Uma reflexão sobre evolução e conhecimento.
Você acredita que tudo, inclusive o surgimento da vida, ocorre ao acaso, como o lançar de dados? Ou você acredita que tudo que acontece simplesmente “era pra ser assim”, como o martelo que foi feito para pregar pregos? Ou você acredita que algumas coisas ocorrem ao acaso (como terremotos) e outras “eram pra ser” (os martelos, por exemplo)? Caso escolha esta última opção, você escolheu a opção mais complicada. Quer ver só?
É que dizer que algumas coisas são resultado de ação “consciente” (planejada, voluntária, premeditada) e outras não nos obriga a definir o que é, onde e como começa essa tal “consciência”. Como é possível que ela exista? Afinal, como algo capaz de agir planejadamente surge num mundo em que tudo até então tinha acontecido pelo mero acaso?

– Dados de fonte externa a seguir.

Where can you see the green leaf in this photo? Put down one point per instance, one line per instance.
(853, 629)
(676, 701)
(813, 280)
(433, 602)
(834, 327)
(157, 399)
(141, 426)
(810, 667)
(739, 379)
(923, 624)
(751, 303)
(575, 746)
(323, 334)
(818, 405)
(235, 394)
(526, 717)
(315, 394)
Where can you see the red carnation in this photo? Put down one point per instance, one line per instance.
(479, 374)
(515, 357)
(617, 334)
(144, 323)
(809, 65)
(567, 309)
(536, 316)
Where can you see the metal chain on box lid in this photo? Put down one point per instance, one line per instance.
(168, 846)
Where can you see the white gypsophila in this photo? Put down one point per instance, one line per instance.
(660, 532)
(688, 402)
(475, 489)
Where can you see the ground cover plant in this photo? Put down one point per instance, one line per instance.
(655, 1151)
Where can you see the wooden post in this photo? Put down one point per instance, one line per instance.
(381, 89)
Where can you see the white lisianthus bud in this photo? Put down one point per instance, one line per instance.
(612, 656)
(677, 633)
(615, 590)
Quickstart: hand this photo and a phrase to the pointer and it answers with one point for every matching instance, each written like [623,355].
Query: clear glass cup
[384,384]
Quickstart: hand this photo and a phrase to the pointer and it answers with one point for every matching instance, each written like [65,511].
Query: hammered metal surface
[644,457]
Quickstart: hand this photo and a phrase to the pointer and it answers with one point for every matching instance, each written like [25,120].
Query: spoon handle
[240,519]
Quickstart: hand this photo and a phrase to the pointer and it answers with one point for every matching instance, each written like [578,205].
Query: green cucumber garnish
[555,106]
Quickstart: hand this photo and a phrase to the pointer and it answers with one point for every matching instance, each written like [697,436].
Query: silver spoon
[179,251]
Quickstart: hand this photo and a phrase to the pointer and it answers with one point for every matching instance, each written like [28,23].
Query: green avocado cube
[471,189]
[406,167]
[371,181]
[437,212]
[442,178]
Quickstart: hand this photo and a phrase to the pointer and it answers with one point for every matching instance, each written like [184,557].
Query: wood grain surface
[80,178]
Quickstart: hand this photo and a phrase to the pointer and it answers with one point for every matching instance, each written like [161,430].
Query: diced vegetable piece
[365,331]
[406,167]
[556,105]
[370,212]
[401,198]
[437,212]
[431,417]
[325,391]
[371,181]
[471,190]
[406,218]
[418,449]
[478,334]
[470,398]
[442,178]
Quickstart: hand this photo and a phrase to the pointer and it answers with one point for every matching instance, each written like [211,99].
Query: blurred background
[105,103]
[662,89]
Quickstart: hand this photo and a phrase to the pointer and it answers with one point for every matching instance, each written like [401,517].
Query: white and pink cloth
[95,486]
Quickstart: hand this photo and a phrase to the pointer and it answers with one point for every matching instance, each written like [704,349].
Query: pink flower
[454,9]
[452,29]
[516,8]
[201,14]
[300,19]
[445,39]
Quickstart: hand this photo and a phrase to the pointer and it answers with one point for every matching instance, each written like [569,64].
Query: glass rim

Isso é tão complicado que muitos preferem simplificar e dizer que tudo é ao acaso e a consciência é uma ilusão. Ou então jogar a carta “Deus” e explicar que a consciência humana vem desse ser superior. Deus é uma resposta fácil. Mas sem Deus, parece que todo sentido é inventado, e portanto a vida não tem valor intrínseco. Ela pode ser apreciada porque o pôr-do-sol ou o formato das galáxias são coisas impressionantes, mas em si os fenômenos do universo são só um monte de partículas arranjadas numa ordem aleatória, incluindo a consciência humana.
Pela visão científica de mundo, sabemos que a evolução não tem finalidade, não há um ser dirigindo a evolução. Há apenas sobrevivência. Quando surge uma nova espécie, é porque pequenas mudanças aleatórias se acumularam. Se evoluímos para ter um cérebro capaz de pensar sobre o que estamos fazendo, ou mesmo pensar sobre o nosso próprio pensamento, isso aconteceu por pura coincidência, e permaneceu porque arranjamos alguma utilidade pra isso.
Todas as mudanças aleatórias que acontecem no nosso código genético são armazenadas num filete incrivelmente longo de proteínas que fica guardado no núcleo de cada célula do nosso corpo. Em cada célula do seu corpo está a informação necessária para construir seu corpo inteiro, mas não só isso. Você herda metade dos cromossomos da sua mãe e metade do seu pai. A maior parte dessa informação não é utilizada pelo seu corpo. Apenas 1% é utilizado, o resto está inativo. Nesse resto estão informações que vem desde nossos antepassados mais primitivos, desde antes de sermos mamíferos, enfim, desde o primeiro ser vivo.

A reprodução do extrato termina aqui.